Aduh, gemana ya.. Tas kuning itu kan masih di Laundry. Dua hari lagi baru kelar, musim hujan-hujan lagi…Waduh!
“Hen… kayaknya aku ga bisa bawa tas kamu besok..” Ujar Dian takut-takut.
“Kenapa, Di?”
“Yah… masih aku cuci. Mungkin tiga hari lagi?” Hendra tiba-tiba tertawa ngakak.
“Ha..ha..ha, kamu cuci, Di? Gila kamu!”
Dian mengkerutkan keningnya, “Heh! Udah dibantuin nyuci, kamu bilang aku gila! Kebangetan kamu Hen…!” hardiknya- pura-pura marah sih, ceritanya.
“Makasi ya Di, ga pa pa dech. Biar aku yang ngomong ma Virga.

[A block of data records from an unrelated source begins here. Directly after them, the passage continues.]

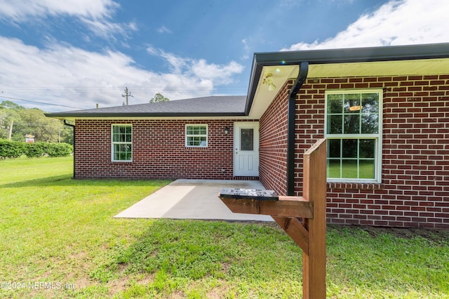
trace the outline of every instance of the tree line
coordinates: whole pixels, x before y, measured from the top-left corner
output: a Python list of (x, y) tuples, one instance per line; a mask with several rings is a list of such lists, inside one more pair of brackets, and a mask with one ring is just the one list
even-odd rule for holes
[(34, 136), (39, 142), (66, 142), (73, 145), (73, 128), (56, 119), (46, 117), (37, 108), (25, 108), (13, 102), (0, 103), (0, 139), (25, 141)]

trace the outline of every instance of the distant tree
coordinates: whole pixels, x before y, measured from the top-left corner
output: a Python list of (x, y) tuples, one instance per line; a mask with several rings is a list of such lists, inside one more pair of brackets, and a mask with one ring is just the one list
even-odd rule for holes
[(25, 109), (8, 100), (0, 103), (0, 138), (9, 138), (10, 127), (14, 128), (14, 122), (20, 119), (18, 112)]
[(4, 100), (0, 102), (0, 109), (1, 108), (12, 109), (13, 110), (23, 110), (25, 109), (25, 107), (20, 106), (20, 105), (10, 100)]
[(33, 135), (39, 142), (57, 142), (60, 129), (63, 128), (58, 119), (46, 117), (43, 111), (37, 108), (25, 109), (19, 112), (20, 121), (15, 126), (13, 140), (22, 141), (26, 134)]
[(157, 93), (154, 95), (154, 98), (149, 100), (149, 102), (168, 102), (170, 99), (168, 98), (166, 98), (162, 94)]

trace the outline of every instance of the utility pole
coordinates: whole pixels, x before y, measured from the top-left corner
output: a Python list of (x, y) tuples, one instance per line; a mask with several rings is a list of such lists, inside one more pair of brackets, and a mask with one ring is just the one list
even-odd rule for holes
[(121, 95), (121, 96), (123, 97), (123, 98), (126, 98), (126, 106), (128, 106), (128, 97), (134, 98), (133, 95), (131, 95), (131, 92), (130, 91), (129, 93), (128, 92), (128, 87), (125, 88), (125, 94), (124, 95)]
[(9, 124), (9, 131), (8, 131), (8, 141), (11, 140), (11, 135), (13, 135), (13, 125), (14, 121), (11, 119), (11, 122)]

Kalo mau, kamu boleh pinjem kok, untuk seminggu aja.” Ujar Hendra ramah.
“Oya? Kenapa? Ga takut disemprot ma cewek kamu, Hen?” Tanya Dian.
“Biarin deh. Kapan dia mau belajar dewasa, dah gede gitu, sifat masih balita…” Dian Cuma bengong denger statement Hendra waktu itu.
“Lagian.. aku juga pengen nyoba tas baru yang dibeliin Ibu buat aku.”
Dian mengangguk-angguk kecil. (Bodoh, ya? Lagian Hendra juga ga liat)
“Ya udah, seneng denger kamu udah bisa nelfon aku, Hen..” Kata Dian.
“Yup, makasi juga udah susah-susah nyuci tasku.” Dian hanya tersenyum. “See you besok yaa..” akhirnya terucap juga kalimat yang mampu menghentikan percakapan mereka sore itu.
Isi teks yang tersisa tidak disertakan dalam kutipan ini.